O argumento grotesco do “sofrimento de milhares de alunos” é, na verdade, uma apologia do sofrimento dos milhares de professores. A culpa do sofrimento dos alunos é, conforme dito, do próprio golpe de Estado. Por outro lado, ao dizer que os professores não deveriam entrar em greve devido ao transtorno causado, Cristovam Buarque está, na verdade, defendendo que os professores vivam em sofrimento. Isto é, os professores seriam uma categoria que poderia sofrer à vontade, para que assim não causassem o sofrimento de ninguém. É ridículo e só poderia vir de alguém que, como disse o próprio autor da carta, já conseguiu a sua aposentadoria.
Mas o argumento mais calhorda de Buarque ficaria por último. Diz ele:
“A greve é um instrumento último quando os patrões se negam a negociar reivindicações de seus trabalhadores porque não querem reduzir seus lucros. O presidente Lula não é o patrão, porque para aumentar nossos salários terá de reduzir gastos com outros setores tão importantes quanto as universidades.”
Segundo dá a entender, cada R$600 de aumento que o governo Lula desse aos professores, um pobre a mais deixaria de receber o auxílio do Bolsa Família. Afinal, segundo os cálculos do nosso genial professor aposentado, para gastar com os professores, o governo teria de reduzir os gastos em outras áreas sociais. É uma verdadeira palhaçada.

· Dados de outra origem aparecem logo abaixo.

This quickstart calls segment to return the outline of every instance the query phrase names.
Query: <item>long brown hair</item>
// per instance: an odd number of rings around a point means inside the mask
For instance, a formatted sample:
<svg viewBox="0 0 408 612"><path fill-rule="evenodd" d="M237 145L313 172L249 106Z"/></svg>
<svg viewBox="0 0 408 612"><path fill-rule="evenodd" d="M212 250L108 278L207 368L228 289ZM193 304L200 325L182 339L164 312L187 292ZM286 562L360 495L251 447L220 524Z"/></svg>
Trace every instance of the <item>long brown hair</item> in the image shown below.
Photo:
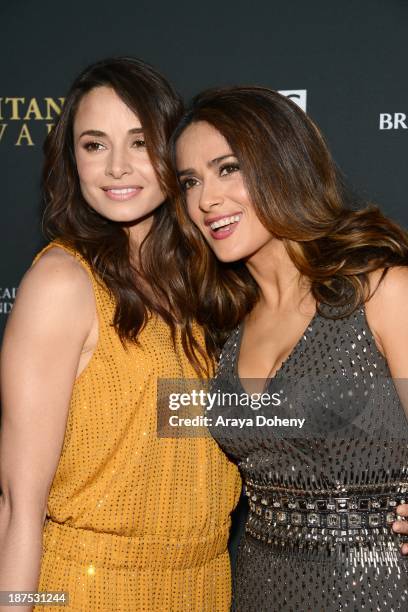
<svg viewBox="0 0 408 612"><path fill-rule="evenodd" d="M206 357L195 339L192 323L183 320L184 307L191 297L183 276L186 254L173 207L166 200L154 212L152 227L140 246L136 270L124 224L95 212L82 196L73 122L83 96L102 86L111 87L138 115L159 184L167 193L167 144L182 115L181 99L167 80L142 60L108 58L86 68L74 81L45 142L44 233L77 249L107 286L116 302L113 324L122 341L137 342L149 312L168 323L173 341L176 325L181 322L183 348L199 372ZM149 292L138 279L148 283Z"/></svg>
<svg viewBox="0 0 408 612"><path fill-rule="evenodd" d="M378 207L356 209L325 141L291 100L263 87L208 90L194 98L171 140L188 125L206 121L238 158L258 218L281 239L320 305L346 316L369 299L368 274L408 265L408 234ZM252 309L259 297L242 262L218 262L189 221L181 190L173 185L180 227L192 250L188 274L195 316L210 352ZM327 316L327 309L321 310Z"/></svg>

Mais da metade do orçamento federal está comprometido com o pagamento das dívidas públicas, contraídas de maneira criminosa junto aos bancos. Não bastasse isso, as riquezas nacionais estão sendo saqueadas por meio de privatizações como a da Eletrobrás e por meio de operações como o pagamento de superdividendos aos acionistas da Petrobrás. Não falta dinheiro, o problema é que ele está sendo sugado pelos vampiros incrustados no Estado.
Esses vampiros, por sua vez, são os mesmos que organizaram o golpe de 2016. No final das contas, Buarque está apenas defendendo os mesmos interesses que os levaram a ser conhecido como “vovô golpista”.